Bei großen Markenartikelherstellern wird meistens ein „kreatives Team“ aus den eigenen Reihen gebildet. Hier geht es um die einzelnen Schritte zur Entwicklung neuer Verpackungslösungen: von der Erstellung eines Briefings über Findungsmethoden bis hin zu den erforderlichen Prüfungen auf Eignung in einem Lebensmittel-herstellenden Betrieb.

Was ist ein kreatives Team?

Ein kreatives Team ist im Grunde einfach eine Art „Denkfabrik“ oder „Thinktank“. Es besteht aus drei bis acht Mitgliedern, meist aus dem Auftraggeber, dem Verpackungsmanager, Mitarbeitern aus der Entwicklungsabteilung und dem Verkauf. Sie sollen fantasievoll denken können, sich locker und positiv mit dem Unternehmen identifizieren und unbedingt teamorientiert sein. Wer glaubt, ein Einzelkämpfer kann eine wirklich innovative neue Verpackungslösung finden oder entwickeln, dürfte schlecht beraten sein: Nur selten kommt dabei etwas Einmaliges, Individuelles heraus, wie zum Beispiel die ikonische Coca-Cola-Flasche mit ihrem Alleinstellungsmerkmal.
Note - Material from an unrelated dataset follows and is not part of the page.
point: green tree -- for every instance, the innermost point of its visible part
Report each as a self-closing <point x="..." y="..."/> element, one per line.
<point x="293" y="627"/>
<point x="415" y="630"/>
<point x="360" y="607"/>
Packstoffe und Packmittel kennen

Völlig neue Verpackungstypen kann man heutzutage praktisch nicht mehr erfinden. Im Prinzip sind alle Arten und Typen von Verpackungen mittlerweile bekannt. Es gibt allerdings eine Vielfalt von Kombinationsmöglichkeiten zwischen den Packstoffen und Packmitteln, und weil das Verpackungsmanagement eines herstellenden oder verpackenden Betriebs sowie die anderen Mitglieder des kreativen Teams nicht immer den vollen Überblick haben können, sollte die nachstehende Liste – ohne Anspruch auf Vollständigkeit – hierzu eine gute Hilfestellung geben. Jedes Mitglied des Teams sollte eine solche Liste haben.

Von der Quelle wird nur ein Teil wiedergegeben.